Talking Shit (4)

“That doesn’t quite make sense, mate,” one of the friends said.

“Yes, it does.”

“No it doesn’t. You told us your surname. So what.”

“So my mum divorced a man named Stephens and married another man and called her next son Stephen. It’s not hard to figure out.”

“It is when you don’t explain it properly,” chipped in the other friend. The friends were becoming indistinguishable now.

“And what does the lighter have to do with all that?”

“Nothing. That was a coincidence.”

“A coincidence?” said Lukas … or was it Juan?

“Why make so much of a big deal over a coincidence?” said the other one. It was probably Lukas. They were both indignant. They felt their time had been wasted. They weren’t even wary of Duke any more.

“Well that’s my story anyway.” The older man seemed somehow impotent now. Unable to hurt them. “Who are you calling impotent?”

“Who are you talking to?” the pair chorused.

“Oh, you’re ‘chorusing’ now? I’m talking to the narrator. He’s beginning to annoy me.”

“I know what you mean.”

“Same here.”

“He hasn’t even differentiated us properly. It’s not clear who’s talking right now, and it makes no difference. We’re just props to advance the plot …”
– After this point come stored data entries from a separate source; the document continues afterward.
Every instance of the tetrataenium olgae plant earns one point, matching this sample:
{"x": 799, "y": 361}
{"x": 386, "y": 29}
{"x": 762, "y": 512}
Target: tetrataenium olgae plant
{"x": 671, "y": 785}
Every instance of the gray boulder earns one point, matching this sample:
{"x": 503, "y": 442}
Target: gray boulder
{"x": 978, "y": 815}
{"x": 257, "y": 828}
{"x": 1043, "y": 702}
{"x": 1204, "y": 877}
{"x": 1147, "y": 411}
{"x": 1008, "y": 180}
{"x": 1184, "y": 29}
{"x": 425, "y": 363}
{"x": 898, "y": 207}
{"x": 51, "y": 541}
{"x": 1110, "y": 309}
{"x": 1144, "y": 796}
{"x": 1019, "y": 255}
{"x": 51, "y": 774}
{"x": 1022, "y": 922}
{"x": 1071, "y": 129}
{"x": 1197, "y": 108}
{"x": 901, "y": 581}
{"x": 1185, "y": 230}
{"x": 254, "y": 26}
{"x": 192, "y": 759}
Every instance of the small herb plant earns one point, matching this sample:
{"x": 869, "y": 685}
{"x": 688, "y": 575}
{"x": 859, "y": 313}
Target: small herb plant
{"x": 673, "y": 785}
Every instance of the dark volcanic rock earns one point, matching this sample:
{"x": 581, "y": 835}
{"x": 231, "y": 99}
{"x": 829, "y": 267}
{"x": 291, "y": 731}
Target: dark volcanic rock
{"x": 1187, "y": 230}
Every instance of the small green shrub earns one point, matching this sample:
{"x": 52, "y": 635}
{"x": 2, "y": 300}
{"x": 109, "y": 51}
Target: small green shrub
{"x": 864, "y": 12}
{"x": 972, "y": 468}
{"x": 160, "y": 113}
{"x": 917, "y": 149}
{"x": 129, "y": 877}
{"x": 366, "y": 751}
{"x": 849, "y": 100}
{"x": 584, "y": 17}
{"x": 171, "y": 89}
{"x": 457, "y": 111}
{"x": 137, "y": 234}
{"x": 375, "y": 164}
“All characters are, to an extent.”

“Yeah, but we exist merely so you can tell your story, and it isn’t even a very good story.”

“Come on! I was in Afghanistan.”

“For about five minutes.”

“It was like a waking nightmare.”

“But it could have been anywhere. Any warzone. It would have been Vietnam if this was written thirty years ago.”

“Listen mate, I know where I went. I know what I saw.”

“But you can see horror anywhere. That’s the point. We needed to hear your speech about the waste and misery and that stuff. But it really doesn’t matter where you were to see it. We needed to know you had been through an ordeal, which also set up the whole name mystery.”

“Only a mystery to you guys. You aren’t scared of me any more are you? I could have been completely insane or anything.”

“We thought you might have been. Or that you’d done something to Stephen’s family. Or that Stephen might have been dead. That was the mystery.”

“I could have had amnesia. I was wounded pretty badly.”

“And that would have made the resolution of your story even more tedious.”

“Tedious!”

“Well, long-winded then.”

“Fair enough.”

“Hey, you two,” said the other one.

“Which one are you again?”

“I’m the other one. Look, we shouldn’t be squabbling amongst ourselves. We should be telling the narrator off for putting us in this embarrassing excuse for a story.”

The three nodded and grunted.

“See that’s what we always do. Nod and grunt. Make a comment and then giggle or stare at our glass or some other forced piece of behaviour like that.”

“Good point, Lukas. Is that your name? Not that it really matters.”

“We’re indistinguishable. The narrator even wrote that. One of us is apparently shorter than the other.”

“Yeah, that never worked for me either.”

“Nor me.”

The three men continued in this way for some time, like old friends now as the alcohol ran warm through their veins and lubricated their conversation. Behind the bar the fat owner of the pub rang a bell and called, “Time gentlemen, please!”

“Hey, he’s trying to end this, I think. Stop it!”

“Yeah, he’s cutting the conversation short. Narrators can do that. At least they think they can.”

“The whole thing is a postmodern game. I think he’s playing with the concept of authorial voice.”

“Playing with himself, more like.”

“He’s trying to leave us here forever in an unnamed bar at closing time, having all learned something profound about experience.”

“I haven’t learned anything.”

“Neither have I.”

It wasn’t clear who was talking. Their voices all melded into a low mumble as other patrons began reluctantly filing out of the pub.

“You can’t do this!”

“I think he can.”

“It’s not fair.”

The publican closed the doors and locked them, and he turned the sign in the window around to Closed, and he turned off the lights.